Considering the single-asset bases, BlackRock (+€5.0 bn) was the best selling promoter of bond funds for the first nine months of 2018, followed by Vanguard Group (+€3.9 bn), UBS (+€3.7 bn), and Ashmore (+€2.9 bn) as well as Bank of America (+€2.2 bn).
Within the equity space UBS (+€7.2 bn) stood at the head of the table, followed by Bailie Gifford (+€6.1 bn), Morgan Stanley (+€6.0 bn), and Vanguard Group (+€4.7 bn) as well as BlackRock (+€4.6 bn).
Allianz (+€11.6 bn) was the leading promoter of mixed-asset funds in Europe for the first nine months of 2018, followed by Eurizon Capital (+€5.5 bn), Union Investment (+€4.9 bn), and JP Morgan (+€4.4 bn) as well as Mercer (+€3.4 bn).
H2O Asset Management (+€7.6 bn) was the leading promoter of alternatives funds for the first nine months of 2018, followed by Old Mutual (+€3.2 bn), BlackRock (+€2.1 bn), and Man Investments (+€1.6 bn) as well as Legg Mason (+€1.4 bn).

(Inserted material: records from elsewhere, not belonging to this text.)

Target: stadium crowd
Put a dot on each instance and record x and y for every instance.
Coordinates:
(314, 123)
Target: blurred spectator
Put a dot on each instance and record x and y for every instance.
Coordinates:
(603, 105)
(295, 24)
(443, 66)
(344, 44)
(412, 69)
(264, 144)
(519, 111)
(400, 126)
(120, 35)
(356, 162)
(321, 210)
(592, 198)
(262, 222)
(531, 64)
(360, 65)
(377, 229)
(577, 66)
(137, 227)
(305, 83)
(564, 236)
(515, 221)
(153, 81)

Promoter Activity–Fund Launches, Liquidations, and Mergers
After several strong years with net inflows for the European fund industry, promoter activity with regard to fund launches, liquidations, and mergers may have started to change in pattern—from consolidation to an increase in the number of products. The number of funds available to investors in Europe increased by 132 for the first nine months of 2018. The underlying numbers may indicate a new trend in Europe: the numbers of mergers and liquidations went further down in a quarter-by-quarter comparison, while the number of newly launched funds hovered around the long-term quarterly average. That said, the main reason for the mergers and liquidations at the fund level did not change. Fund promoters further restructured their general product offerings; i.e., some fund promoters merged funds with a similar investment objective to strengthen their product ranges. Lower profitability because of the lack of AUM could have been another reason fund promoters merged or liquidated some funds.

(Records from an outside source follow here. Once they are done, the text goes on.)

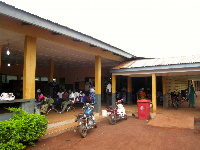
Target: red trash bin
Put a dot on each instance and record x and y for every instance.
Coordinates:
(144, 109)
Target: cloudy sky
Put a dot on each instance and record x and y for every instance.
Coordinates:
(148, 28)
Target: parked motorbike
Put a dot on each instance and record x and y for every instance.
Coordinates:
(117, 113)
(174, 99)
(86, 120)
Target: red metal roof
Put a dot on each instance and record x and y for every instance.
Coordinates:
(159, 62)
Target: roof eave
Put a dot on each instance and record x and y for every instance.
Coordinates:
(40, 22)
(153, 68)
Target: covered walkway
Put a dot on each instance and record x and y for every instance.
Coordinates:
(182, 118)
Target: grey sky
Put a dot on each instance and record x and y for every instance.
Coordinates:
(148, 28)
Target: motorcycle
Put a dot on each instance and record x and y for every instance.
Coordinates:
(117, 113)
(86, 120)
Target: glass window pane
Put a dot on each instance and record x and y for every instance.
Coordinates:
(11, 78)
(44, 78)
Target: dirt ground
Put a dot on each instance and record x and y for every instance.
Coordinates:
(169, 129)
(126, 134)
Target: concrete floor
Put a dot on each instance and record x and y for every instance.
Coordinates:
(183, 117)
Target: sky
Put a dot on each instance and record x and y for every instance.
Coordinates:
(144, 28)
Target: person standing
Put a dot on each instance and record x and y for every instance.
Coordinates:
(92, 94)
(191, 96)
(108, 93)
(66, 103)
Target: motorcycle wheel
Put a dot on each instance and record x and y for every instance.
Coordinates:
(82, 131)
(112, 119)
(125, 117)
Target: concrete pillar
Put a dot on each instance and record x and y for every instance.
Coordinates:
(51, 66)
(154, 92)
(129, 91)
(113, 90)
(193, 82)
(0, 57)
(29, 67)
(98, 83)
(165, 102)
(0, 68)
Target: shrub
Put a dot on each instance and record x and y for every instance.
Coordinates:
(22, 129)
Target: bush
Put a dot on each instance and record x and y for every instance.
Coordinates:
(22, 129)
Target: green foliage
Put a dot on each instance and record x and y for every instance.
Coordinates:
(22, 129)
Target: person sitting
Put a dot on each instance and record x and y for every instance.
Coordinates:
(66, 103)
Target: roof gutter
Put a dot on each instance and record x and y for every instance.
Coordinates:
(180, 66)
(21, 15)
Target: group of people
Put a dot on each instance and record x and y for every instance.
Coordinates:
(74, 96)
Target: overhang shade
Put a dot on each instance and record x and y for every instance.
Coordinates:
(185, 65)
(31, 19)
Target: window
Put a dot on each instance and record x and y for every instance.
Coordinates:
(11, 78)
(44, 78)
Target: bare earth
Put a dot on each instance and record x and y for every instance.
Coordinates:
(170, 129)
(126, 134)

European fund promoters liquidated 689 funds over the course of the first nine months of 2018, while 669 funds were merged into other funds. In contrast, European fund promoters launched 1,490 funds. This meant the European fund market grew by 132 funds over the course of the first nine months of 2018.

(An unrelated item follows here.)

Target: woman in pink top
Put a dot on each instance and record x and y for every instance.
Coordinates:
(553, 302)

A more detailed view shows that equity funds had the highest number of mergers (240), liquidations (212), and fund launches (514). With regard to fund flows in Europe, it was surprising that equity funds took the lead for fund launches from mixed-asset funds, since this asset type showed the highest net inflows for the year so far. Fund promoters in the past had been trying to grab their market share by launching so-called multi-asset funds. The rather low number of fund mergers in the mixed-asset segment compared to equity funds and bond funds may indicate that fund promoters have cleaned up their product ranges with regard to “old-fashioned” mixed-asset funds. They had been merging the old funds with new multi-asset products to increase the AUM of the new products in order to make them more attractive to investors.